Helmets or Hats, and a good link

To wear a helmet or not to wear a helmet? I must admit, I sometimes wear a helmet and sometimes I don’t.

To wear a helmet or not to wear a helmet? I must admit, I sometimes wear a helmet and sometimes I don’t. I grew up motorcycle riding, and ALWAYS wore a helmet. I have a Giro Fuse with Oakley A-Frames. They are both comfortable separately. BTW, I love the Oakley optics. However, together they don’t fit me quite right. The lesson… When fitting for a helmet, bring your goggles to the shop. It may seem somewhat goober like, but will help you get a better fit.
With some tip $$, I just ordered the Giro Omen. The Helmet/goggle combo feels much better. The helmet is awesome! Here is the current issue with the set up. I have the Tuneups II (phone and MP3 Player) and although the website says the Tuneups II and Omen are compatible, hmm. THEY ARE NOT!!! I have an email into Giro, let’s see if they can offer a solution. THEY DID NOTHING, not even return my email. I am very disappointed with the lack of service or solution from Giro. The Giro website says the OMEN is compatible with Tune ups II. I found out from “customer service” that the tuneups II comes in many varieties. The 9, Fuse, Omen, Bad Lieutenant and the G10 all have different Tuneups II set ups. Solution… When you get your set up, don’t change helmet styles. Unless you want to upgrade your entire set up. Poor move Giro. Giro, at least have documentation that the Tuneups II is different for all helmet models. At least then I could make a planned decision on the upgrade.
Alpengluhen has a very good article about “Helmets vs Hats”
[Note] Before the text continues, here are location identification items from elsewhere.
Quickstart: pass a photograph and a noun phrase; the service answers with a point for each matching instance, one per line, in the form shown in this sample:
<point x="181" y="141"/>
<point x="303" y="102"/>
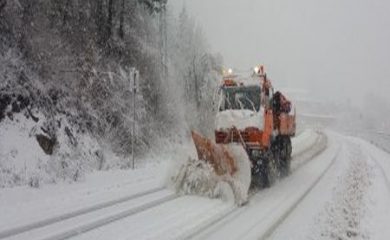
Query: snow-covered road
<point x="339" y="189"/>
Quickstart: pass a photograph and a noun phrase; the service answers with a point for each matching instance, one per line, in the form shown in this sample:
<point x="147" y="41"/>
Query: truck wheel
<point x="285" y="160"/>
<point x="271" y="170"/>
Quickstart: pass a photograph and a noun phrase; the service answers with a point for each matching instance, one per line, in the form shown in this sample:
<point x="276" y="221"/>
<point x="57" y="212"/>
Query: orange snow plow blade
<point x="215" y="154"/>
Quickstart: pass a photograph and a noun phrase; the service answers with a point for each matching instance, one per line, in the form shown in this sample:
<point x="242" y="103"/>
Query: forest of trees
<point x="73" y="58"/>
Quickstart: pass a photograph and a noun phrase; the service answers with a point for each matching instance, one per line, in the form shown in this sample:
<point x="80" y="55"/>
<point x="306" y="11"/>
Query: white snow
<point x="344" y="191"/>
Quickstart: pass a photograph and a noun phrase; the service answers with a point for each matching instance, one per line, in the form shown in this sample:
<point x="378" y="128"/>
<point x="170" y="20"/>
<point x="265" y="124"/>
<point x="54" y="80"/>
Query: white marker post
<point x="134" y="77"/>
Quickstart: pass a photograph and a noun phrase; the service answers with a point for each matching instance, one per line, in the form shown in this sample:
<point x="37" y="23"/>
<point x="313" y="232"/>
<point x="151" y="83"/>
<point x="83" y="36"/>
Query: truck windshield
<point x="243" y="97"/>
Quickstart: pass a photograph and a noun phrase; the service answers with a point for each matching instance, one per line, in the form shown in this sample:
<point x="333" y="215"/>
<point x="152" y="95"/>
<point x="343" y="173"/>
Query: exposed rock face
<point x="47" y="144"/>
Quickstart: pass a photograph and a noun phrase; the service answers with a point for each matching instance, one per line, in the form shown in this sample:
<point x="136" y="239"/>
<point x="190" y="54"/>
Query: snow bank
<point x="23" y="160"/>
<point x="240" y="119"/>
<point x="196" y="177"/>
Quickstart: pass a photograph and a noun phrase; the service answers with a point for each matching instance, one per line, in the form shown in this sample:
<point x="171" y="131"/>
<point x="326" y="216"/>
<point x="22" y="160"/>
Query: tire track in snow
<point x="60" y="218"/>
<point x="341" y="218"/>
<point x="305" y="157"/>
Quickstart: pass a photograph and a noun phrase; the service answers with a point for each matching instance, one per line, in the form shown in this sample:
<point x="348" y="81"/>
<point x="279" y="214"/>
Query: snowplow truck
<point x="252" y="115"/>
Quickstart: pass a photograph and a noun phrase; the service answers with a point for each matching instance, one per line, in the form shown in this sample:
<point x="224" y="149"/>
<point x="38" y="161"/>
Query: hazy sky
<point x="337" y="49"/>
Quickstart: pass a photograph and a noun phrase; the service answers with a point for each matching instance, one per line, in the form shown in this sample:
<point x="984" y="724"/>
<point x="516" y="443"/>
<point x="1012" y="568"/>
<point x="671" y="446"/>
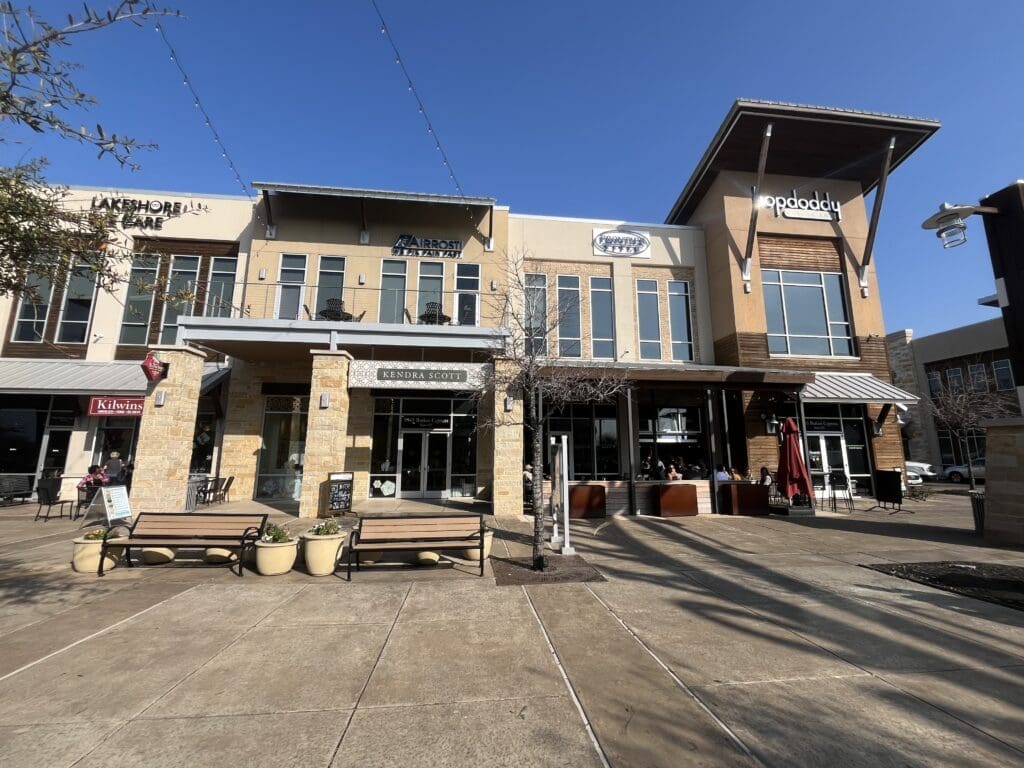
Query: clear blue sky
<point x="581" y="109"/>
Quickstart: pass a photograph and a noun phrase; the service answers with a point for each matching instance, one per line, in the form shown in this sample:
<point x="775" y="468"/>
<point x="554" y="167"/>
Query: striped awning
<point x="842" y="387"/>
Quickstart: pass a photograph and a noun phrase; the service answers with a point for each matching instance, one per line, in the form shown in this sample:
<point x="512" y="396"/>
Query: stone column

While a helmet may protect your head, it does not give you free reign to be careless or an idiot on the mountain. More to the point, a helmet may protect your head, but it does not protect your knees, neck, or spine. It does not make you instantly invulnerable to the conditions surrounding you. In other words use the helmet to protect your head and your head to protect yourself and the rest of the mountain.
The second issue I have belongs to the the ear covers. One of the first things I noticed on my helmet (and just about every I’ve tried since) is how the ear flaps muffle sounds from the front and back of the wearer. I say this is a lesser issue as I find riders with headphones to be in the same category. The ability to hear a rider approaching from behind is important, but as an instructor the ability to communicate with my student is even greater. There isn’t a good solution to this one, so I leave it up to the riders to check before making a turn.
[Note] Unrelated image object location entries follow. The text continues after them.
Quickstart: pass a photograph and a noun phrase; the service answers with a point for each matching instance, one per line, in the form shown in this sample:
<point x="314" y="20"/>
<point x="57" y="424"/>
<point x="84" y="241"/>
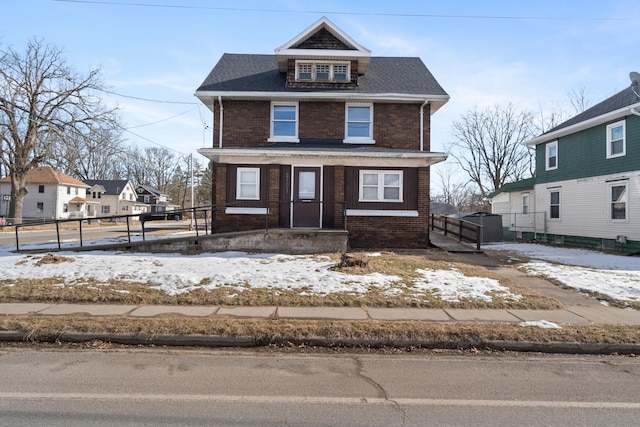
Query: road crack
<point x="382" y="392"/>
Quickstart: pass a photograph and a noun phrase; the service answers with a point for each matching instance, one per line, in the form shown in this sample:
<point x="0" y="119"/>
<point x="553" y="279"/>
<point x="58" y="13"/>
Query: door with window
<point x="306" y="197"/>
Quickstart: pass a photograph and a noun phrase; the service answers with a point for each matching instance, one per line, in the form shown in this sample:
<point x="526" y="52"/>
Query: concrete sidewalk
<point x="572" y="315"/>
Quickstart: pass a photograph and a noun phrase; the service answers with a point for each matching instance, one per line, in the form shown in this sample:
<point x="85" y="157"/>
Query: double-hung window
<point x="284" y="122"/>
<point x="554" y="204"/>
<point x="359" y="124"/>
<point x="322" y="72"/>
<point x="552" y="156"/>
<point x="380" y="186"/>
<point x="616" y="141"/>
<point x="248" y="184"/>
<point x="618" y="200"/>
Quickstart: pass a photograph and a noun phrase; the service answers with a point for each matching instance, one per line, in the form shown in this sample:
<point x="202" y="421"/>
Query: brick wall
<point x="247" y="123"/>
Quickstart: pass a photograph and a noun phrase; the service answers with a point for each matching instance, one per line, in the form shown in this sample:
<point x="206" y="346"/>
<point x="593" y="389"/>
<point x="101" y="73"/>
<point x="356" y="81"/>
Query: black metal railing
<point x="463" y="230"/>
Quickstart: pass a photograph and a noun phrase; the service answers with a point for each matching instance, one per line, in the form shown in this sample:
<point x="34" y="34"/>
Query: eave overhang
<point x="435" y="101"/>
<point x="596" y="121"/>
<point x="369" y="158"/>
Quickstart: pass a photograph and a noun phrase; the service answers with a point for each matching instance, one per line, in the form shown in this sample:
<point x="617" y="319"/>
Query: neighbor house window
<point x="322" y="71"/>
<point x="552" y="155"/>
<point x="359" y="124"/>
<point x="525" y="203"/>
<point x="248" y="184"/>
<point x="618" y="194"/>
<point x="284" y="122"/>
<point x="554" y="204"/>
<point x="380" y="186"/>
<point x="616" y="141"/>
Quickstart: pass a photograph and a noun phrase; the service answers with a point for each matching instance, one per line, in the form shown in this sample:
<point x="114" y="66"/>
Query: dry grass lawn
<point x="401" y="264"/>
March 6, 2007. Just playing around with my new helmet

Give Alpengluhen’s article a read. He addresses some very good points. Including my issues with helmets and teaching (hearing). And while he doesn’t recommend headphones, I do use the Giro Tuneups II. When I am hiking the pipe, windows, or to the top of P8 or P7 at Breck I like the diversion of music, hypnotherapy, phone or podcast.
With my current helmet set up I plan on wearing my helmet on all but the warmest days while teaching Level 1 skiers.
Enjoy Ag’s article.
to your sliding success,

3 thoughts on “Helmets or Hats, and a good link”
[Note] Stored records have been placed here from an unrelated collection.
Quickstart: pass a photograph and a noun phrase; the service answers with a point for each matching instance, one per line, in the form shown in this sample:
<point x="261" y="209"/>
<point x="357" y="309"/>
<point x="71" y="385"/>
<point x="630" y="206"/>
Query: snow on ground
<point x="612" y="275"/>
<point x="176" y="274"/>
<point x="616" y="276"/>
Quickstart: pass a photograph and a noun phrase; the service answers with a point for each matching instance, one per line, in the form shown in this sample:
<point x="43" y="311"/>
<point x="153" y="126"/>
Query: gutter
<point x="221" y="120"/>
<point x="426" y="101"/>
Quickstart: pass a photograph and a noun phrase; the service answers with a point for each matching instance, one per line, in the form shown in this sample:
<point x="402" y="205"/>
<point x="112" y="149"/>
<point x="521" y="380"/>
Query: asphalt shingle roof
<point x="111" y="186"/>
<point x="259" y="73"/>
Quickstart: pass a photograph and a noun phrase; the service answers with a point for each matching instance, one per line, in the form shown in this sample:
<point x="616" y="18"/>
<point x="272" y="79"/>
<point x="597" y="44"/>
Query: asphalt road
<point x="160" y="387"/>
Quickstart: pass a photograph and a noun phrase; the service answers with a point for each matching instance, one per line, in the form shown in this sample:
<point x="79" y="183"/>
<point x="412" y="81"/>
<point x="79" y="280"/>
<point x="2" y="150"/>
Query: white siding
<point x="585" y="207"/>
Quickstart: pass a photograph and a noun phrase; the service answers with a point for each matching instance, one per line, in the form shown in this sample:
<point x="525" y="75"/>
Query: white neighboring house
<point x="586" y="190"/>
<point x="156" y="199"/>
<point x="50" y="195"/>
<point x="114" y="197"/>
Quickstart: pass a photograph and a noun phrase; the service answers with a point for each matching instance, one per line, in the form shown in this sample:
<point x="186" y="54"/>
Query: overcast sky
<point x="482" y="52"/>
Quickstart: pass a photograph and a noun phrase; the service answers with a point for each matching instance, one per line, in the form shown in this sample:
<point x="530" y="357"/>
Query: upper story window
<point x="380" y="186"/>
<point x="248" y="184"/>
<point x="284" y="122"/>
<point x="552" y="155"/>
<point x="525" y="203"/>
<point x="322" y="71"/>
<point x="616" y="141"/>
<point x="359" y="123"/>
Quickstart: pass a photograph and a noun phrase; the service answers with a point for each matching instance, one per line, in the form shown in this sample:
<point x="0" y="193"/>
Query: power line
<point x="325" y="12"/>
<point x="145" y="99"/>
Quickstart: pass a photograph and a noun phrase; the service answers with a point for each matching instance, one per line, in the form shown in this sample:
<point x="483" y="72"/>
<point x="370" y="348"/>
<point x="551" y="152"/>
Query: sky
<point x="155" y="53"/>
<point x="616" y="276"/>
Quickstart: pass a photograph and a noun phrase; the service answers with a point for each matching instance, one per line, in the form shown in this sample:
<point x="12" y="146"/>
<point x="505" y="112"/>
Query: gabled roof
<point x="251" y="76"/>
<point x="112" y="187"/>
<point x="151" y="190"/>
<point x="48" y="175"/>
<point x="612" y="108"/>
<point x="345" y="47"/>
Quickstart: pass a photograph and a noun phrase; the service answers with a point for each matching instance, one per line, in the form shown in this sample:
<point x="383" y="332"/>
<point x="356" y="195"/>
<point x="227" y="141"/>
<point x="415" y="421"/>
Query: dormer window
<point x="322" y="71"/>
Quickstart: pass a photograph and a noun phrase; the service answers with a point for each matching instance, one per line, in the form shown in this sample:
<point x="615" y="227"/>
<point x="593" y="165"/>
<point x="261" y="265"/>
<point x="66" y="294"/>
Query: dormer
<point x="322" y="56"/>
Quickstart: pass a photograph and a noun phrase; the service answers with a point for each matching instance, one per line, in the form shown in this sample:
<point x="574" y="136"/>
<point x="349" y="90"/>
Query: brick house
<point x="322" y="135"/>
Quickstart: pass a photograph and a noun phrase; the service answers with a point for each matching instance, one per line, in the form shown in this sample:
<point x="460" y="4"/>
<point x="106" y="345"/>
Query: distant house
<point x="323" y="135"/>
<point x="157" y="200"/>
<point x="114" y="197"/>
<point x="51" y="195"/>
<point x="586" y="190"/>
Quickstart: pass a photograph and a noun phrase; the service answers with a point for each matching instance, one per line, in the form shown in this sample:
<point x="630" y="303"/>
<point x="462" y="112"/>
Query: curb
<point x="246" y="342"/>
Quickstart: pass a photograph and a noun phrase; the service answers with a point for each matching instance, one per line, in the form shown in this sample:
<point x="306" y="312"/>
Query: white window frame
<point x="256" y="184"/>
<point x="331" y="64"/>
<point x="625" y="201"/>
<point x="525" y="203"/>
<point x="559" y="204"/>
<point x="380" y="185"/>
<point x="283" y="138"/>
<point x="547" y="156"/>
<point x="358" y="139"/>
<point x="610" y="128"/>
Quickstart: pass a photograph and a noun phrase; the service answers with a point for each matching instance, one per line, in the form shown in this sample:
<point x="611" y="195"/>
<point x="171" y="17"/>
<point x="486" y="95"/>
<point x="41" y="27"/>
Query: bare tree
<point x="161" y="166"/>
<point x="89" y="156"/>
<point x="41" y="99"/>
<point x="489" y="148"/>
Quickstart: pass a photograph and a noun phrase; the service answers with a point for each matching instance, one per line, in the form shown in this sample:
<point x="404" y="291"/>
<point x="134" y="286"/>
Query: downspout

  1. I am a helmet wearer 100% of the time, but part of that is my helmet is just plain warm. The ear pads are great and I have headphones built in but keep my music at a barely audible volume. Just background music is all, so I can still have conversations and hear what is going on.
    I have a Giro Bad Lt. and my kids and brother all have helmets.
    A broken leg or torn ACL, MCL, PCL, busted wrists or arms, etc., these all heal and there are surgeries for them that work pretty well. Break your neck or damage your grape and there isn’t much of a cure for it. I make my living with my brain not my back, so I need to protect it.

  2. Now that I have a helmet that really fits well. I believe I will be a 100% guy too. I just hope that Giro comes through with the workaround for my Tuneups II and Omen setup.
    I do want to protect my pumpkin. And with the best time for hiking the Lake Chutes here, I will enjoy having the security of the helmet.

  3. I’m a 100% helmet wearer these days. But I find, like you, that on intro to skiing classes my dedication to the helmet is sketchy. You’ll often find my helmet laying on the snow near me, or on my head unlatched. Haven’t figured out a good solution to this problem yet. Mainly because back-back classes won’t often afford you a moment in the lodge to switch.